According to the NHGRI grant abstract, the researchers intend to use the funds to "compute unified severity scores for genome-phenome analysis." This would replace the current methods used in the software, which are based on "iterative manual modifications of Boolean filtering of variants." The new approach would be a "one pass"
method that would combine "many assessments of gene variants provided by SeattleSeq, including conservation scores, read quality scores, and variant frequency in the population, to automatically construct quantitative severity scores."

Another aim of the project will be to "assess the effectiveness of automated genome-phenome analysis to identify known disease-causing genes" by analyzing data from patients with known disease mutations and their families and judging the accuracy of the system's results based on "the rank of the correct diagnosis and the probability assigned by the software," the abstract states.

A third aim of the UCSD project will be to determine cases where clinicians can identify diseases using only patients' genetic and phenotypic data without having to sequence and analyze additional information from other affected or non-affected family members.

As part of the project, the partners have developed two metrics that they've incorporated into the Genome-Phenome Analyzer, Feldman said.

The first metric ranks the phenotype in the differential diagnosis, which is the list of diseases in the software that are generated based on the clinical and genetic information from the patient.
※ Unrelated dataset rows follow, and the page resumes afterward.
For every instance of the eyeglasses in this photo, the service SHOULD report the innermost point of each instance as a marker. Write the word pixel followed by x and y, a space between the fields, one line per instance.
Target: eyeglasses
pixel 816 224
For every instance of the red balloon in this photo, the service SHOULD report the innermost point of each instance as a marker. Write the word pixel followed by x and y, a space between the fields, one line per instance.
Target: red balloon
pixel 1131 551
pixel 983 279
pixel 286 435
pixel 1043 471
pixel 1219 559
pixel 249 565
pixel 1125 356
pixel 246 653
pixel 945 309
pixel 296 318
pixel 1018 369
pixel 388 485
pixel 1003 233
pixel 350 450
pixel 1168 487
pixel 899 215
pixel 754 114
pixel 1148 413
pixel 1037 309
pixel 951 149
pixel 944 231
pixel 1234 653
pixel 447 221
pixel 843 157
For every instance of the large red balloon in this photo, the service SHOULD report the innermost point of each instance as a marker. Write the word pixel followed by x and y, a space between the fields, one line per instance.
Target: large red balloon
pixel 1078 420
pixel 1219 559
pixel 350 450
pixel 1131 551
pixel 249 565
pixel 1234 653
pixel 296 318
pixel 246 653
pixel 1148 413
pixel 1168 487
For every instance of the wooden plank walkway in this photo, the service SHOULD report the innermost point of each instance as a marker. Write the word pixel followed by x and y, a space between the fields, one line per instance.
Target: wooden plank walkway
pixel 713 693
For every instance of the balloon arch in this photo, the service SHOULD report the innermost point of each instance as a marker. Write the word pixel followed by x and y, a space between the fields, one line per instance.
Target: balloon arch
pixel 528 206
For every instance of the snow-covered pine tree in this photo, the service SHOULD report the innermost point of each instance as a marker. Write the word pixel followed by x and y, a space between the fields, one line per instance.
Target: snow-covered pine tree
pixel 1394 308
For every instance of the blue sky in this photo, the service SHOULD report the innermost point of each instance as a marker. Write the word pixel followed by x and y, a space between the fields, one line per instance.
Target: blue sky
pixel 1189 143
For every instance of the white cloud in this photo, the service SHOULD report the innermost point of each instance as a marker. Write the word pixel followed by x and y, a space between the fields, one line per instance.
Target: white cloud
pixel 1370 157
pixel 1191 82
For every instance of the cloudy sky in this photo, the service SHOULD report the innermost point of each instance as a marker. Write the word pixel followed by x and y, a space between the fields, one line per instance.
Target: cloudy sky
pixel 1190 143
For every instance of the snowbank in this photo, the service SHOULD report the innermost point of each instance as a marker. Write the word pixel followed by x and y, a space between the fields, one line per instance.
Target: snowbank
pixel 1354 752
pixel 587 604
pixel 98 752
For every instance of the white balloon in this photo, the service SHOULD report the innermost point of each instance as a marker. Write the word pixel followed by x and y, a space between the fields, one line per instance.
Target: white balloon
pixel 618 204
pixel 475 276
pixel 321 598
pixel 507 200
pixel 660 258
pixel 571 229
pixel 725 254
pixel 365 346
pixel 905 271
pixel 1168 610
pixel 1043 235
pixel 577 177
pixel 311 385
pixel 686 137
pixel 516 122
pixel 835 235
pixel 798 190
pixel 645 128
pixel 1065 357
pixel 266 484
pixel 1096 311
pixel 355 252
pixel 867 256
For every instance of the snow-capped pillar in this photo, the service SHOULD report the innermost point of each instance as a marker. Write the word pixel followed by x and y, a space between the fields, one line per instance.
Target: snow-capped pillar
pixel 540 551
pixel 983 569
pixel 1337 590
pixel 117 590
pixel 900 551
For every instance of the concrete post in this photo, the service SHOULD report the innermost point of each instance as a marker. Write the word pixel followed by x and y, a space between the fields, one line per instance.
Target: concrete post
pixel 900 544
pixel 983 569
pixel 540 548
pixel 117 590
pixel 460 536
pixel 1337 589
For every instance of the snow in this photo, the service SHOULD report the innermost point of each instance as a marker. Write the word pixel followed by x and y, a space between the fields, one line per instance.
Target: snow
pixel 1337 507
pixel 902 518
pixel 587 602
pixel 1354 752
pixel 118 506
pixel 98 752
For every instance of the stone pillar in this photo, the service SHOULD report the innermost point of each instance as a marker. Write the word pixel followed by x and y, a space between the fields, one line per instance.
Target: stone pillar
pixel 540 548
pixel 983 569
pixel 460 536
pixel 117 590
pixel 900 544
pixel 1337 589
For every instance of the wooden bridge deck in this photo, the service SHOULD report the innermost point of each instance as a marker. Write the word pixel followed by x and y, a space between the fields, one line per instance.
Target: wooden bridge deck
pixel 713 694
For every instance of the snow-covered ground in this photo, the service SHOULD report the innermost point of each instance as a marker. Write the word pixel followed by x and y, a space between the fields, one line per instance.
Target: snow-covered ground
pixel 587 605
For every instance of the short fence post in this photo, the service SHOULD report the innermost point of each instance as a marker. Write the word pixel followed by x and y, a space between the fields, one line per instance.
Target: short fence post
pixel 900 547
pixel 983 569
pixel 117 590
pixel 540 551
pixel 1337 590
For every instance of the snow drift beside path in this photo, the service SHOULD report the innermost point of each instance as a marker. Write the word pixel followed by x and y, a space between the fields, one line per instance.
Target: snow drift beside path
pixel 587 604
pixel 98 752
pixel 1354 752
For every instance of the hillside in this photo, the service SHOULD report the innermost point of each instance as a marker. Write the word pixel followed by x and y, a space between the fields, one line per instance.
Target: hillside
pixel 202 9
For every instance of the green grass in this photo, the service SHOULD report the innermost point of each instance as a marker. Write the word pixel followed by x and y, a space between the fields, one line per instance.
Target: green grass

The second metric, dubbed the gene pertinence, measures how much the differential diagnosis would change if information about the patient's gene variants was not included in the analysis.

The partners are currently using UCSD and CLARITY datasets to evaluate which of the two measures "is most predictive, how predictive they are, and under what circumstances," Feldman said.

They’ve used both to analyze just clinical data from patients; patients' clinical and genetic data; and the patients' clinical and genetic data plus genetic data from family members to see which measure was able to select and rank the right ailments higher in the disease lists generated.

Preliminary results suggest that the gene pertinence metric is the more accurate of the two measures — it ranked the correct diseases higher than the phenotype-driven method could — particularly in cases where patients have more than one disease condition, Feldman told BioInform.

So far, the partners have tested the Genome-Phenome Analyzer on data from patients who have already received a confirmed diagnosis, but they plan to test it on data from patients with undiagnosed conditions.

SimulConsult is also working on a second pilot project focused on pediatric rheumatology with researchers at Boston Children's Hospital and other institutions, Feldman said. This project is funded by a grant from the National Institute of Arthritis and Musculoskeletal and Skin Diseases.

According to the grant abstract, the funds will be used to add pediatric rheumatology content to the SimulConsult database, "assess the diagnostic effectiveness and efficiency, and appropriateness of referrals" and finally to assess whether the structure of the data needs to be modified to "deal with issues such as different granularity of information in different areas of medicine, and [to] develop effective approaches to those needs."